Detroit has a saying that cuts straight to the bone: we don’t have healthcare in this country, we have sick care. And right now, sick care is getting more expensive, more complicated, and harder to access for the people who need it most.
Health insurance premiums are doubling for some metro Detroit residents after Republicans failed to extend the Affordable Care Act subsidies, squeezing working families who don’t qualify for Medicaid but can’t absorb $800-a-month premium bills either. That’s not a national abstraction. That’s someone in Brightmoor rationing insulin. That’s a Hamtramck family skipping the pediatrician because the copay doesn’t fit the week’s budget.
The argument gaining traction among health policy advocates is direct: the federal government should be driving drug development, not leaving that work to pharmaceutical corporations whose first obligation is to shareholders, not patients.
It’s a structural critique, not a talking point.
Right now, the drug development pipeline works like this. The National Institutes of Health funds enormous amounts of basic research using public tax dollars, researchers make discoveries, and then private companies license those discoveries, run clinical trials, and set prices with almost no public input. The company that didn’t fund the foundational science gets to decide what a lifesaving drug costs. That’s the deal Americans have lived with for decades, and by most public health measures, it isn’t working.
The United States spends more per capita on healthcare than any other wealthy nation while producing worse outcomes on life expectancy and chronic disease management, according to data tracked by the Commonwealth Fund. Detroit knows this intimately. Wayne County’s health outcomes trail national averages on cardiovascular disease, diabetes, and maternal mortality, conditions where treatment exists but cost puts it out of reach for too many residents.
Advocates arguing for a federal drug development role point out that a public model could prioritize diseases based on public health need rather than profit margin. Rare diseases affecting small populations, antibiotic-resistant infections that don’t generate the revenue of a daily cholesterol pill, mental health medications, all of these areas suffer from chronic underinvestment by private industry because the math doesn’t pencil out for Wall Street.
The counterargument from industry has always been that private competition drives innovation faster than government bureaucracy ever could. That case has gotten harder to make as drug prices climbed through the 2010s and 2020s with no corresponding acceleration in cures for the diseases killing the most Americans.
As Metro Times has reported on this debate, the frame coming out of Detroit is personal. People here don’t experience pharmaceutical policy through an economics textbook. They experience it in the Walgreens line when the pharmacist says the price changed and they can’t afford it today.
The current federal direction isn’t moving toward more public investment in drug development. The Trump administration has cut funding at NIH and pushed deregulation as the primary health policy lever, a posture that critics say hands more control to the same corporations whose pricing decisions already pushed medications beyond reach for millions.

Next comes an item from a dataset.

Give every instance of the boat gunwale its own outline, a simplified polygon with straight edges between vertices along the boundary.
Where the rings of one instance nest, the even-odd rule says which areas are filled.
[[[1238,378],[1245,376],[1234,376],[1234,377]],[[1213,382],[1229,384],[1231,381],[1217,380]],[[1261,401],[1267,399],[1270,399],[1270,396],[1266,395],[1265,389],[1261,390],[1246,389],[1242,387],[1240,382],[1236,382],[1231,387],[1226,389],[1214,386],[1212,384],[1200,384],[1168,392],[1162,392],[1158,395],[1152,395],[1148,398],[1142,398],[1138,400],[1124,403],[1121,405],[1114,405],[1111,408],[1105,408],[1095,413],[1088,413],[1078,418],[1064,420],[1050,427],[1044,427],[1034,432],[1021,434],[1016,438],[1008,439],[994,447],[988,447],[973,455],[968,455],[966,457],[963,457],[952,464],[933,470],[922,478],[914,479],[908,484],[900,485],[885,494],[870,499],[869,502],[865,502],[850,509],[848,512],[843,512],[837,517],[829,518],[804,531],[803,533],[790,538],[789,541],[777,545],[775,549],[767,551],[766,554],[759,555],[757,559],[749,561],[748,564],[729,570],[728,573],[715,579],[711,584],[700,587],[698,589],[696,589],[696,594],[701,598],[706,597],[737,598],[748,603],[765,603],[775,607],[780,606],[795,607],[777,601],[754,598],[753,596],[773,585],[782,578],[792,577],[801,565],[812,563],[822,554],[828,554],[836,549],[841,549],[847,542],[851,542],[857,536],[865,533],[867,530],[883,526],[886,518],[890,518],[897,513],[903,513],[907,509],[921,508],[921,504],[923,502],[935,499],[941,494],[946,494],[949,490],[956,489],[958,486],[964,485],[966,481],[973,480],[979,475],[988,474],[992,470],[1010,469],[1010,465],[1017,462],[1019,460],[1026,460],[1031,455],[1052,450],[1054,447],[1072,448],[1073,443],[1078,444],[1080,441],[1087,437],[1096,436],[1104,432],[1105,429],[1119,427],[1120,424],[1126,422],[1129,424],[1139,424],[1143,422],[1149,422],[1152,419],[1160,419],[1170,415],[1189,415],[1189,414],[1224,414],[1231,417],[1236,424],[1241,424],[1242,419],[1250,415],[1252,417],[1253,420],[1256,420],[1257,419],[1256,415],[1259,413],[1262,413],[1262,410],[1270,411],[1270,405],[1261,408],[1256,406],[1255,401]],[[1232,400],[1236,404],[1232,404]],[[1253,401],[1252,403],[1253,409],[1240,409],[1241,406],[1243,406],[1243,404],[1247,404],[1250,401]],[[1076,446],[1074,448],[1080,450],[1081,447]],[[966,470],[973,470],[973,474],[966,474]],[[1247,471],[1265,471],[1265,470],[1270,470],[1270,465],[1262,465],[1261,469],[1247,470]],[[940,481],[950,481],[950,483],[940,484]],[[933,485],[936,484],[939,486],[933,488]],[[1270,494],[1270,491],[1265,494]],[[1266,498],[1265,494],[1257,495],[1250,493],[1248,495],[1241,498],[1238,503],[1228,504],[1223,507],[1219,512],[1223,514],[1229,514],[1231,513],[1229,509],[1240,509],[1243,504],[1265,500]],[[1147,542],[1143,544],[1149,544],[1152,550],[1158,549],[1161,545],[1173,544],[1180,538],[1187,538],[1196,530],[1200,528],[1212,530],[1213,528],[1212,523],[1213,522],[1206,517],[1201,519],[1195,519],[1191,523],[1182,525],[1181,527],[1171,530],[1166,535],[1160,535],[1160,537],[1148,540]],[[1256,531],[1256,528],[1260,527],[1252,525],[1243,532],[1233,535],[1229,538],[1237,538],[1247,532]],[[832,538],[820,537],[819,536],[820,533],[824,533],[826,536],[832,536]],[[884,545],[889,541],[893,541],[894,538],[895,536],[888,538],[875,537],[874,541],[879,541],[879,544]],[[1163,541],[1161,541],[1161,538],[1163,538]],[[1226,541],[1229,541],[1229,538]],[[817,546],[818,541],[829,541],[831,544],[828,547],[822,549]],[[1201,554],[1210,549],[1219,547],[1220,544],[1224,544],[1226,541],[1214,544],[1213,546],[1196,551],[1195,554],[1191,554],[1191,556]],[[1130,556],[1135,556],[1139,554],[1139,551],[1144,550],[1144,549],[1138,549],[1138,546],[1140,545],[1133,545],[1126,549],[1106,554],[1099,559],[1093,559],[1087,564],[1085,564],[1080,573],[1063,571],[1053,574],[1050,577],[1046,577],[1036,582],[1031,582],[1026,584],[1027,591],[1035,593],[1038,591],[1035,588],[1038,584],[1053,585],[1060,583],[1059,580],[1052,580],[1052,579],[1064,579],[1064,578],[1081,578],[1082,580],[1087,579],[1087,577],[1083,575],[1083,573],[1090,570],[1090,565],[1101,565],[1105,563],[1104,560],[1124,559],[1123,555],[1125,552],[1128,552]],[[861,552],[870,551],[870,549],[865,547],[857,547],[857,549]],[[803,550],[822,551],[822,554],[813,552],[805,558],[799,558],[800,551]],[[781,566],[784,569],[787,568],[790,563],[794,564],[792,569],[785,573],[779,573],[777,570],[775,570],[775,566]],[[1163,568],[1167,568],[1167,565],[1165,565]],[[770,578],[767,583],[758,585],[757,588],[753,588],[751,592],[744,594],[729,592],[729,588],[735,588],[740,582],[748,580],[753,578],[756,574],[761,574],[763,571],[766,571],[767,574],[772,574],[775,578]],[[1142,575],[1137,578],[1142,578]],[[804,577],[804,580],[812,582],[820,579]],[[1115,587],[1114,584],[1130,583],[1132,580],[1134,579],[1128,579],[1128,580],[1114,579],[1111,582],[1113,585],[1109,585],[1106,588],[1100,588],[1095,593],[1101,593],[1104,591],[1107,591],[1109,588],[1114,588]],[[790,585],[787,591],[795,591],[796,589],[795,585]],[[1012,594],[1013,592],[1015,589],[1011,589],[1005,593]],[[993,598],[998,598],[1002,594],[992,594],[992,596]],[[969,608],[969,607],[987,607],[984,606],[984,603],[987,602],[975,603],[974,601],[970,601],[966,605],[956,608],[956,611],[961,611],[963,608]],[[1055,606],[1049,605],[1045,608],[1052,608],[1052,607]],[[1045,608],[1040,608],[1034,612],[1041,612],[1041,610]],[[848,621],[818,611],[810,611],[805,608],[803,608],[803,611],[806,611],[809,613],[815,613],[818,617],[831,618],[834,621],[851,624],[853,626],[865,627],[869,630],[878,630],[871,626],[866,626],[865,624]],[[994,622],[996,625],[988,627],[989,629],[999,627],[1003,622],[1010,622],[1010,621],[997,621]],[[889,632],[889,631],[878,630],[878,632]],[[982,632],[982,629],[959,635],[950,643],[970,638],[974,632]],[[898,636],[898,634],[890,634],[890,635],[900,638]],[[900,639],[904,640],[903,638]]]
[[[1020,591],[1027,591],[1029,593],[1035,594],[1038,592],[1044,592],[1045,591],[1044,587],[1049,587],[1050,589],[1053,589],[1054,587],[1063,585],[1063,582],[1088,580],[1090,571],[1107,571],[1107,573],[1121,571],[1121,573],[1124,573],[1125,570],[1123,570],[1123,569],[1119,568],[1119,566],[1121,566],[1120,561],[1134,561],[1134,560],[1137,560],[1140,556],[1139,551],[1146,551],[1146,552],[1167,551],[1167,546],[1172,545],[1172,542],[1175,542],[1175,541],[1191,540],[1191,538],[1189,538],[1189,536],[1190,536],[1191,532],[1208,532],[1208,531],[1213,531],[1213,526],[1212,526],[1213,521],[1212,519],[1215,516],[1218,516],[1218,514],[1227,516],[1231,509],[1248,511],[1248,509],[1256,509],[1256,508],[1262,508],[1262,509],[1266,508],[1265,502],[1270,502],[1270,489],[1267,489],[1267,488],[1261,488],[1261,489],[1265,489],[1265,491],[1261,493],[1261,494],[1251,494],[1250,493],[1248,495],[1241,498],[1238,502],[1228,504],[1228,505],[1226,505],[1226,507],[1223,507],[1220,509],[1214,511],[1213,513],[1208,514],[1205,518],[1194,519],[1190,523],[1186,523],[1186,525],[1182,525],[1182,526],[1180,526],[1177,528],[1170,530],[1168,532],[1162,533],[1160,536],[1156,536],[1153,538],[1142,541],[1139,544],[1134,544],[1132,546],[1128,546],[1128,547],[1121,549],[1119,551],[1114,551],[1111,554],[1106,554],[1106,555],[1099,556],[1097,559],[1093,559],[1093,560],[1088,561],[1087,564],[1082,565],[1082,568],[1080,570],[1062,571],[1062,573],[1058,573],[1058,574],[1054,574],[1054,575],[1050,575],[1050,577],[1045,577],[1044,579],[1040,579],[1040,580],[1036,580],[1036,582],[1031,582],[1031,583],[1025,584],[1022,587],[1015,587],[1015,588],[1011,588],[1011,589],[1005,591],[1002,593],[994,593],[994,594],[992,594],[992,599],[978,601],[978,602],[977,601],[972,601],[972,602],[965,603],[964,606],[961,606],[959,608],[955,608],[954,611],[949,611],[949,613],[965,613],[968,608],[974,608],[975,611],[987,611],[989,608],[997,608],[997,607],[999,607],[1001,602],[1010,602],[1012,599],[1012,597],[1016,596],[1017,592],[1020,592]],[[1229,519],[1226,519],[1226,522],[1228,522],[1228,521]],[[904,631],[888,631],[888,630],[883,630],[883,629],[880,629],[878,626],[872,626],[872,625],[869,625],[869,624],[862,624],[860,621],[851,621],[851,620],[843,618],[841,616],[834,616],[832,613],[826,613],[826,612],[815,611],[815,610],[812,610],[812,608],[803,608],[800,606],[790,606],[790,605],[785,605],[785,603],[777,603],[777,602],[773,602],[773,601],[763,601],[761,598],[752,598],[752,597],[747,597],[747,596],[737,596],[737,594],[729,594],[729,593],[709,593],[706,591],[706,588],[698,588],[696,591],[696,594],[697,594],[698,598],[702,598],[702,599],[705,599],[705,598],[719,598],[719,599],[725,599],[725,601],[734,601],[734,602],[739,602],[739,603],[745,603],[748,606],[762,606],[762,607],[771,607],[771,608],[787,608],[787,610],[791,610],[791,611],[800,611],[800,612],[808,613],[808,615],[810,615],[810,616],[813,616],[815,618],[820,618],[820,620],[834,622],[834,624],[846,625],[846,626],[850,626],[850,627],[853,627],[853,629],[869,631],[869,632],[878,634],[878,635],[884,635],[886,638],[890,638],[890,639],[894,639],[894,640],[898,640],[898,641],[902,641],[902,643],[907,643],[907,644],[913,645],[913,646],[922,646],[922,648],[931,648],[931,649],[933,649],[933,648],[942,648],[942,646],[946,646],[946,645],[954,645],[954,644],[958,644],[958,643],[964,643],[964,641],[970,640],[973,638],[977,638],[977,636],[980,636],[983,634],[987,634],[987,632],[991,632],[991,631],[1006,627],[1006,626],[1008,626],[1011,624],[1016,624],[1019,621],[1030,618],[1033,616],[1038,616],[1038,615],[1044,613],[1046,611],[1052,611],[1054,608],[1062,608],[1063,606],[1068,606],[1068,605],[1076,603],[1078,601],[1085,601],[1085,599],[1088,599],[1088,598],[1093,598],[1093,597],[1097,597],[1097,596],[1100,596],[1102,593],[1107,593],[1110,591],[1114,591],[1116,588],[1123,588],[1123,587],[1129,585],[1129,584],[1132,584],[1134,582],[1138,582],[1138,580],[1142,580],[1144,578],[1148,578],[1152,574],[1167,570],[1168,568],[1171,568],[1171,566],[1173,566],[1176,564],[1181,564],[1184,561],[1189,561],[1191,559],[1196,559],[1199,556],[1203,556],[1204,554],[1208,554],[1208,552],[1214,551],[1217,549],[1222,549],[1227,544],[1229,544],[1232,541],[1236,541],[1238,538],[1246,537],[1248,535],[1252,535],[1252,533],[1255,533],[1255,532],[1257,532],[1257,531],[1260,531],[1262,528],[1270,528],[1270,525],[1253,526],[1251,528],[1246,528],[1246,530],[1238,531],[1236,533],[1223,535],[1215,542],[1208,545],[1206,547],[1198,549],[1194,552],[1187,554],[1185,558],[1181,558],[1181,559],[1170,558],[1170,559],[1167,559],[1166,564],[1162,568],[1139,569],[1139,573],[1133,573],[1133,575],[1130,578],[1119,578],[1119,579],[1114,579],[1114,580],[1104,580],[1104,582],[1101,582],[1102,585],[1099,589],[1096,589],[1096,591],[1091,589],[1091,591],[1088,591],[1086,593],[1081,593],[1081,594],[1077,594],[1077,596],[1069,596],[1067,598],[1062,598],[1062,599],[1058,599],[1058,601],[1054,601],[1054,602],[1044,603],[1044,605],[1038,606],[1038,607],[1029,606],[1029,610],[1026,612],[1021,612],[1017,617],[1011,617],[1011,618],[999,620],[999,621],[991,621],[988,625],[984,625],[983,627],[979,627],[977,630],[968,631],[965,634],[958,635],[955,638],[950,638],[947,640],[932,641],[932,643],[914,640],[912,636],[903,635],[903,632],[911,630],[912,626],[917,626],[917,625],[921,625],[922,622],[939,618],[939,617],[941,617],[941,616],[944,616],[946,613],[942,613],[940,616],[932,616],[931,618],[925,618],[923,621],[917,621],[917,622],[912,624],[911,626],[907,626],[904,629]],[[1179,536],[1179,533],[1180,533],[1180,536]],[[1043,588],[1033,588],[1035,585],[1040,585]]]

None of this is theoretical for southeast Michigan. Detroit’s uninsured rate has historically run higher than the national average, and coverage losses tied to ACA subsidy changes hit communities in the city harder than suburbs where employer-sponsored insurance is more common. When access narrows at the coverage level and again at the pharmacy counter, the damage compounds fast.
The practical case for federal drug development doesn’t require an ideological leap. It requires looking at what public investment already produces and asking why the public doesn’t capture more of the benefit. NIH-funded research contributed to the development of almost every one of the 210 drugs approved by the FDA between 2010 and 2019, according to a study published in the Proceedings of the National Academy of Sciences. The funding is already public. The question is who controls what happens next.
Detroit’s healthcare advocates aren’t waiting for a national policy shift to make that argument. They’re making it at community health fairs, at council meetings, in church basements on the east side. The sick care system is failing enough people visibly enough that the structural conversation is no longer just for policy wonks. It’s a kitchen table conversation in a lot of zip codes around here, and it’s getting louder.